In der 31000 Einwohner zählenden Kleinstadt Otavalo im Norden Ecuadors beginnt am heutigen Donnerstag ein weiteres Gipfeltreffen der Bolivarischen Allianz für die Völker Unseres Amerikas (ALBA). Zwar hatten auch frühere Konferenzen der momentan acht Mitgliedsstaaten wenig mit den von Tausenden Polizisten beschützten Zusammenkünften von Spitzenpolitikern etwa der G20 oder der EU gemein. Aber diesmal sind ausdrücklich rund 300 Vertreter der indigenen und afroamerikanischen Gemeinden eingeladen, mit den Staatschefs über ihre Probleme und Forderungen zu diskutieren. Wie Ecuadors Ministerin für Völker, soziale Bewegungen und Bürgerbeteiligung, Alexandra Ocles, erläutert, soll aus den Beratungen eine Kommission der von ihren Gemeinden gewählten Vertreter der Indígenas aus den ALBA-Staaten entstehen. An deren Wünschen und Vorstellungen können sich die nationalen Regierungen in ihrer Ethnienpolitik »wie an einem Wegweiser« orientieren, erklärte Ocles gegenüber der kubanischen Agentur Prensa Latina.

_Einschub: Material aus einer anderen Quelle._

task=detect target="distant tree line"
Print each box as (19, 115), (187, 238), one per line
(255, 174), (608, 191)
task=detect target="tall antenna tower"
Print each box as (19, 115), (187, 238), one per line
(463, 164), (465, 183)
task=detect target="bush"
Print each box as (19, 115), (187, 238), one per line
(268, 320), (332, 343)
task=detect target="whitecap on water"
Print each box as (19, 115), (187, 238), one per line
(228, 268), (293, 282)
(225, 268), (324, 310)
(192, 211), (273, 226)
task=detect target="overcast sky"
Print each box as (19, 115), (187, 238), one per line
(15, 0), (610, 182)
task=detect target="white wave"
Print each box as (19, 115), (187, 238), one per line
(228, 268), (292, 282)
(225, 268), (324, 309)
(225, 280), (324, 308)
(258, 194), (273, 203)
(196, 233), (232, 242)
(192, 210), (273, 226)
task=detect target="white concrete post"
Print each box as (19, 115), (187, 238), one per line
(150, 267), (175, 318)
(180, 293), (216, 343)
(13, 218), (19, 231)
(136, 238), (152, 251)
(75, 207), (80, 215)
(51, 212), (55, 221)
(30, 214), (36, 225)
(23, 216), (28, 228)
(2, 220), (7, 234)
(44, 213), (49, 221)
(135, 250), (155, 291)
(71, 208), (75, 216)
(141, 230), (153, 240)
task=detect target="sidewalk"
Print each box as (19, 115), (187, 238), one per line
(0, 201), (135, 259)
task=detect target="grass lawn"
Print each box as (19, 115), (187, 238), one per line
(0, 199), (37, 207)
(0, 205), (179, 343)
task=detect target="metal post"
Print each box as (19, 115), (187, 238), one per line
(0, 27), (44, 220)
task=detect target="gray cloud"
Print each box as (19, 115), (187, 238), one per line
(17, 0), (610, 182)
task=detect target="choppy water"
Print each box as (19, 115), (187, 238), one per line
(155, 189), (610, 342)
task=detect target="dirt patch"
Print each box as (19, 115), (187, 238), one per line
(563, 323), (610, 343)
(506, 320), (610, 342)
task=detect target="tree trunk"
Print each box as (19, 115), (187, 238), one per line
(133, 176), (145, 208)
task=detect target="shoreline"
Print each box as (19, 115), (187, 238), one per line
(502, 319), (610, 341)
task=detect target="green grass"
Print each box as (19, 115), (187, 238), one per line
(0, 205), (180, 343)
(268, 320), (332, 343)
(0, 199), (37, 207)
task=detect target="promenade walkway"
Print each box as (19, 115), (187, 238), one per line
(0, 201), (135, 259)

Venezuelas Ministerin für die indigenen Völker, Nicia Maldonado, hob hervor, daß bei dem Treffen die Vertreter der »über Jahrhunderte marginalisierten« Völker gleichberechtigt mit den Regierungschefs der antiimperialistischen Staatengemeinschaft beraten können, darunter »lebenswichtige Themen wie die Interkulturalität der öffentlichen Verwaltung«. So sei Venezuela ein multiethnisches Land, in dem rund 40 eingeborene Völker leben. »Es mußten fünf Jahrhunderte vergehen, bis unsere historisch ausgegrenzten Völker nun mit den lateinamerikanischen und karibischen Präsidenten über ihre Sorgen und Ideen für eine Entwicklung in Harmonie mit der Natur sprechen können«, unterstrich die Ministerin.

Mit dem Gipfeltreffen versuchen die linken Regierungen der Region, die ­Initiative zurückzugewinnen. Mit der 1999 verabschiedeten neuen Verfassung Venezuelas und später den Grundgesetzen Boliviens und Ecuadors wurden den indigenen Völker Lateinamerikas erstmals in den wichtigsten Gesetzen ihrer Länder Rechte eingeräumt, die ihnen über Jahrhunderte verweigert wurden. Doch aus der ersten Freude über diese historische Anerkennung ist längst die Forderung nach einer konkreten Umsetzung geworden. So garantiert die venezolanische Verfassung den Indígenas Autonomierechte in den von ihnen bewohnten Gebieten, aber auch mehr als ein Jahrzehnt nach Inkrafttreten der Magna Charta ist in vielen Fällen noch immer unklar, wo deren Grenzen sind. Das führt gerade bei Infrastrukturprojekten immer wieder zu Konflikten, weil die indigenen Gemeinden ihre Rechte verletzt sehen.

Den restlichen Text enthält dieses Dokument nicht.